Ok, what is your favorite go to wheat yeast? Specifically for European wheat beer recipes.

What do you like about it?
What do you dislike about it?
Dry or liquid, why?
Do you stress the fermentation by under pitching?
What temp do you ferment?

I use either WB-06 or WLP300.

I have no desire to make a lot of wheat beer, but when I have made a German Hefeweizen, I used WLP 300, pitched (no starter) at about 58-60F and let it slow rise into the 68F range during the first few days of fermentation.  It is a POF+ yeast strain so the clove came through nicely, with some bubble gum and a little banana (warmer fermentation pushes more banana from increased isoamyl acetate I have been told).

The first time I made it I won a club contest, so I make it that way now.  But, like I said, I am not a huge wheat beer guy (I am overly clove sensitive - so the POF+ stuff isn’t preferred by my palate…though I am fighting to overcome it and appreciate it through Belgians styles).

By “Wheat Beer” you must mean Hefeweizen or Dunkleweizen? If you include Belgium Wheat beers my answer is different.

My preference is Omega OYL-021, however since the only LHBS within 2 hours of me closed, I now prefer to use WB-06. This is a summertime beer to me, and it gets too hot here to have liquid yeast shipped this time of year.

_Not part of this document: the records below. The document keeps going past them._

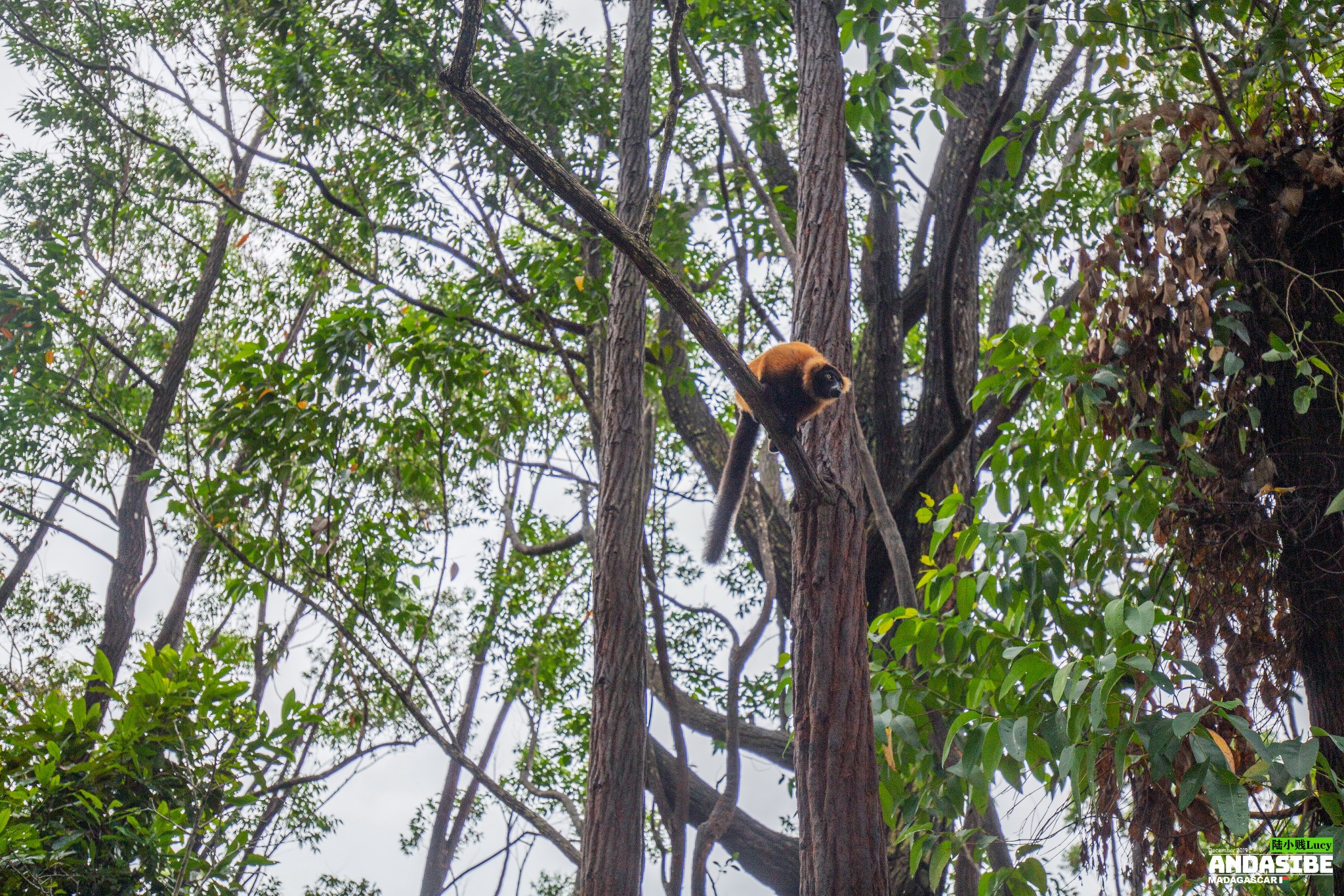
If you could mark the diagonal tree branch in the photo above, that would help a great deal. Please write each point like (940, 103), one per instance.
(562, 182)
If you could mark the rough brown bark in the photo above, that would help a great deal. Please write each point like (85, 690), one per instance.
(613, 847)
(839, 819)
(881, 371)
(124, 582)
(24, 559)
(764, 853)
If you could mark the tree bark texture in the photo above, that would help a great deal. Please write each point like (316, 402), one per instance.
(841, 824)
(613, 844)
(24, 558)
(879, 375)
(709, 443)
(124, 582)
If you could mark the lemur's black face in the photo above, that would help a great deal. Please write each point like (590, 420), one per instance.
(827, 383)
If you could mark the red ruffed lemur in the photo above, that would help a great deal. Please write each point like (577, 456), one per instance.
(803, 383)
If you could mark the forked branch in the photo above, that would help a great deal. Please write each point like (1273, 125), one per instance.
(562, 182)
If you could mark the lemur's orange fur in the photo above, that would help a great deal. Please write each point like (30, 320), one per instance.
(803, 383)
(787, 371)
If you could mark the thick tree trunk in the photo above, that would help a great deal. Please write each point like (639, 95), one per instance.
(613, 844)
(879, 375)
(839, 817)
(124, 582)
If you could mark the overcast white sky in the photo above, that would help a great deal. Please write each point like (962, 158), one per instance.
(378, 802)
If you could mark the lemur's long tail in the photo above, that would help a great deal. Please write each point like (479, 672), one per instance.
(732, 487)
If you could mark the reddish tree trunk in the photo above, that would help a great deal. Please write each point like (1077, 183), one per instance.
(841, 824)
(613, 844)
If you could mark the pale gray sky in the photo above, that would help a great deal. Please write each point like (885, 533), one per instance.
(377, 804)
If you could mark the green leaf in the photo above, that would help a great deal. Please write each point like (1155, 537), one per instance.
(956, 727)
(1336, 506)
(1014, 157)
(1140, 620)
(1303, 398)
(1114, 617)
(1299, 757)
(941, 855)
(102, 669)
(1186, 722)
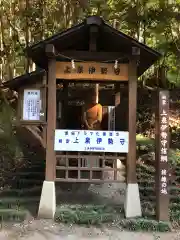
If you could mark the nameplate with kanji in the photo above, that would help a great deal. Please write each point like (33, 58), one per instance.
(91, 71)
(91, 141)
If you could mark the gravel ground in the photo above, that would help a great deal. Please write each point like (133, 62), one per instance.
(48, 230)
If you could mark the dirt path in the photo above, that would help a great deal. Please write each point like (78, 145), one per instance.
(47, 230)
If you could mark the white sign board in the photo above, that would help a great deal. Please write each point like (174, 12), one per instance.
(91, 141)
(31, 105)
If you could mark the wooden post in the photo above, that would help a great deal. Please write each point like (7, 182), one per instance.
(51, 116)
(132, 203)
(131, 158)
(94, 30)
(162, 149)
(47, 206)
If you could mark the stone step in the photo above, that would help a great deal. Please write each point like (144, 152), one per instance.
(13, 215)
(36, 191)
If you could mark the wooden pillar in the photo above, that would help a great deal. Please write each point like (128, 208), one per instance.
(51, 115)
(131, 157)
(132, 203)
(162, 152)
(94, 30)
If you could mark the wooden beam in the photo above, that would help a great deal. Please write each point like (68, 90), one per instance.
(131, 158)
(92, 56)
(51, 116)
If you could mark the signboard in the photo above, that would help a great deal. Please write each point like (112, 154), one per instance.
(31, 105)
(111, 118)
(162, 149)
(91, 71)
(91, 141)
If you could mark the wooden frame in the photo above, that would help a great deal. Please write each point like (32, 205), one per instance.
(91, 71)
(66, 169)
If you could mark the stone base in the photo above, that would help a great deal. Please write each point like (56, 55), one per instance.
(47, 206)
(132, 201)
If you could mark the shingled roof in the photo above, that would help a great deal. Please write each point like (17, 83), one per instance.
(109, 40)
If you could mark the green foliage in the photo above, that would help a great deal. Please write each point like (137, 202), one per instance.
(97, 215)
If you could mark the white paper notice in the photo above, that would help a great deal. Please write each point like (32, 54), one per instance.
(31, 105)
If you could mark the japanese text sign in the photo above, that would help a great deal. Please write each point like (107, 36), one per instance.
(162, 138)
(91, 71)
(91, 141)
(31, 105)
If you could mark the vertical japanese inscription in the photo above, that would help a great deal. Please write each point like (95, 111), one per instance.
(162, 149)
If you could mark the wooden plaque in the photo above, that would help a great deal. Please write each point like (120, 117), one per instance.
(91, 71)
(32, 106)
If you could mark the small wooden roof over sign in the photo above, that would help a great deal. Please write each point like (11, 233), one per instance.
(76, 39)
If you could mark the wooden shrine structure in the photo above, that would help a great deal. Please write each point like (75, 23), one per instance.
(67, 64)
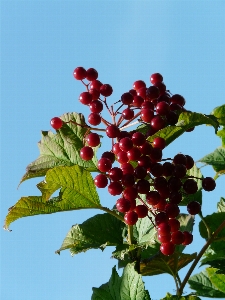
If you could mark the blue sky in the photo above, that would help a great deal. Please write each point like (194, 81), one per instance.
(42, 43)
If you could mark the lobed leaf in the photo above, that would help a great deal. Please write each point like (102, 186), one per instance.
(221, 134)
(95, 233)
(216, 159)
(77, 191)
(203, 286)
(221, 205)
(219, 113)
(213, 221)
(61, 148)
(160, 263)
(128, 287)
(174, 297)
(218, 280)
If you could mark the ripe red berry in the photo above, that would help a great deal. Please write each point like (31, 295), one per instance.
(94, 119)
(131, 218)
(93, 139)
(96, 106)
(115, 174)
(79, 73)
(128, 114)
(101, 181)
(86, 153)
(56, 123)
(104, 164)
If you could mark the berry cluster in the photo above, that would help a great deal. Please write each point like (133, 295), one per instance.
(142, 173)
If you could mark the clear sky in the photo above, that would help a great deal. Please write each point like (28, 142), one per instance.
(42, 42)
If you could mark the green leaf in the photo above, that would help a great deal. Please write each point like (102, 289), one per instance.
(204, 287)
(95, 233)
(215, 259)
(221, 205)
(186, 224)
(216, 159)
(221, 134)
(77, 191)
(195, 171)
(174, 297)
(213, 221)
(219, 113)
(217, 279)
(61, 148)
(160, 264)
(186, 121)
(128, 287)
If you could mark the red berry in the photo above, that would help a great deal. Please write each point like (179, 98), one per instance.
(101, 181)
(86, 153)
(96, 106)
(56, 123)
(104, 164)
(79, 73)
(93, 139)
(174, 225)
(163, 229)
(109, 155)
(94, 119)
(123, 205)
(131, 218)
(115, 174)
(128, 114)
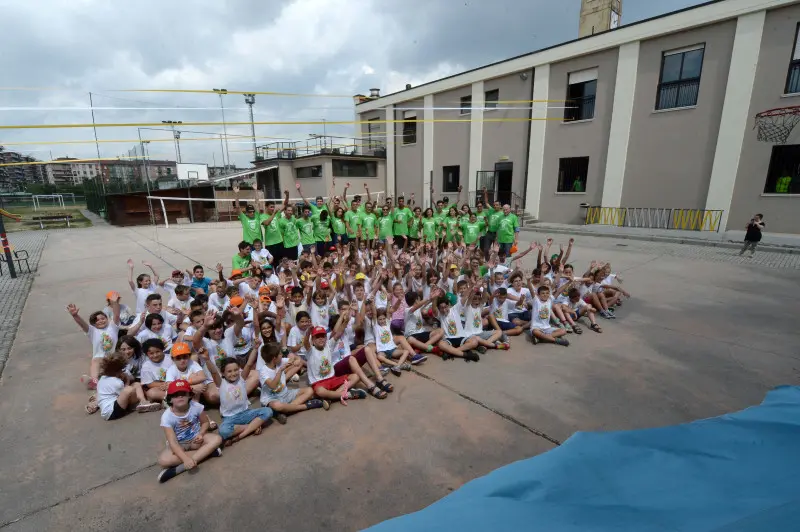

The WB-06 works well.

Mash-in is at 112 for a short acid rest. This is the only style where I do a single decoction. Others will disagree, but I can tell the difference.

I pitch at 55 degrees and ferment at 62 degrees. Just my personal preference based on trial and error. The right blend of clove and banana for me. I pitch the entire pack, trusting the supplier to provide me the right amount. (blind trust?) Anyway it seems to work. I do not repitch, due to concerns with over-pitching. Must admit, this is 100% paranoia, not based on experience.

I like WLP351, mainly because it doesn’t make beers that taste exactly like all the other wheat beers out there. There is a bit of vanilla in addition to the clove phenolics.

Wlp300 gets my vote. Balanced and hits the classic Hefeweizen notes!

I used Wyeast 3068 Weihenstephan Weizen yeast in a recent hefeweizen that I thought turned out really good.  I fermented it at 64 degrees until it started to slow and then brought it up slowly to finish it out  I think I finished with it at like 68 or something.

Thats what I decided to go with. Just made it yesterday. Pitched at 70* and then set glycol chiller to 68* so the jury is out until a few weeks.